Court of Session Inner House Second Division.

[Sheriff of Aberdeenshire.

Thursday, October 20. 1881.

(Before Lords Young, Craighill, and Rutherfurd Clark.)

19 SLR 6

Wright

v.

Wright.

Subject_1Churchyard
Subject_2Gravestone.

Facts:

A deceased person was buried in a cemetery in which during his life he had expressed a wish that he should be buried. The price of the grave was stated in the residue account made up by his executor, a brother, to have been paid out of his estate, but the receipt for it was taken in the executor's own name as an individual. The mother of the deceased some time after his death erected a suitable tombstone over his grave, but two years afterwards the executor removed the stone as having been put up without his permission. Held that the removal of the stone was illegal, and that the executor was bound to restore it.

Headnote:

Duncan Wright died unmarried in 1875. Previous to his death he had expressed to his mother and sister, with whom he resided, his desire that a grave should be obtained for him in Allanvale Cemetery, near Aberdeen. He left a will by which he distributed among certain friends and relatives a sum of £200. Shortly before his death he gave to his mother a sum of £100 as a mortis causa donation. After his death his brothers William and Alexander Wright bought for him a grave in Allanvale Cemetery, and there he was buried on 7th August 1875. A receipt for the price paid for the lair was in accordance with the practice of the Cemetery Company granted to William Wright, who paid the money. William Wright afterwards was decerned executor to his brother, and in the residue account given up by him as executor there was entered as a payment by him as executor the sum paid for the grave in Allanvale Cemetery. In the month of October following the acquisition of the grave for Duncan he acquired the adjoining lair for his own family, and in 1877 he obtained from the Cemetery Company a certificate of the right of burial in both lairs.

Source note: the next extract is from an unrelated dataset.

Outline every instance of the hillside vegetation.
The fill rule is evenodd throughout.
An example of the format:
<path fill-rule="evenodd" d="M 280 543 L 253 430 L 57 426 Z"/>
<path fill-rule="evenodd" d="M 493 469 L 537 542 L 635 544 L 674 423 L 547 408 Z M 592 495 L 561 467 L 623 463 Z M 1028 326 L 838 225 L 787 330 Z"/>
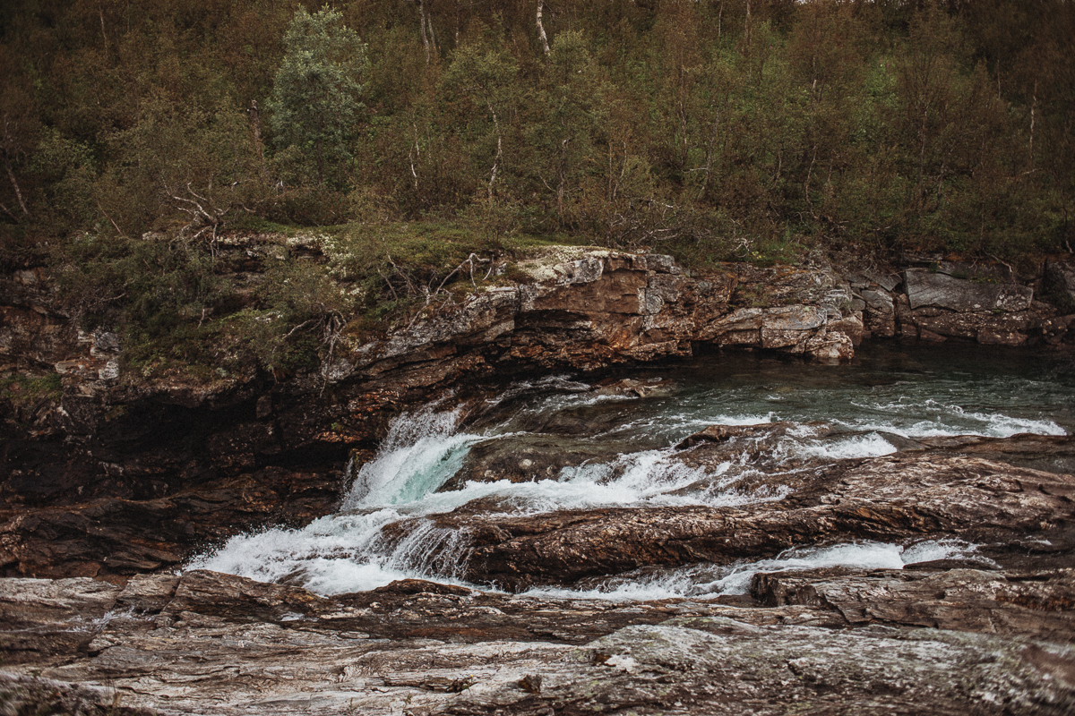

In 1878 the mother of William and Duncan Wright erected a tombstone over the grave of Duncan. She did this without consulting William, with whom she was on bad terms, and at a meeting between them in October 1879 he threatened to remove the stone. In August 1879 she heard that he was proceeding to do so, and applied to the Sheriff for an interdict against his threatened removal of the stone. She obtained interim interdict, but before her petition could be served he had removed the stone. She then presented a petition to have him ordained to restore it. The defender averred that his brother Duncan had died insolvent, that he had paid a number of his debts, and that the grave in which he was buried had been bought and paid for by him. He therefore pleaded that the grave being his property, and the stone having been erected without his consent, he was entitled to remove it.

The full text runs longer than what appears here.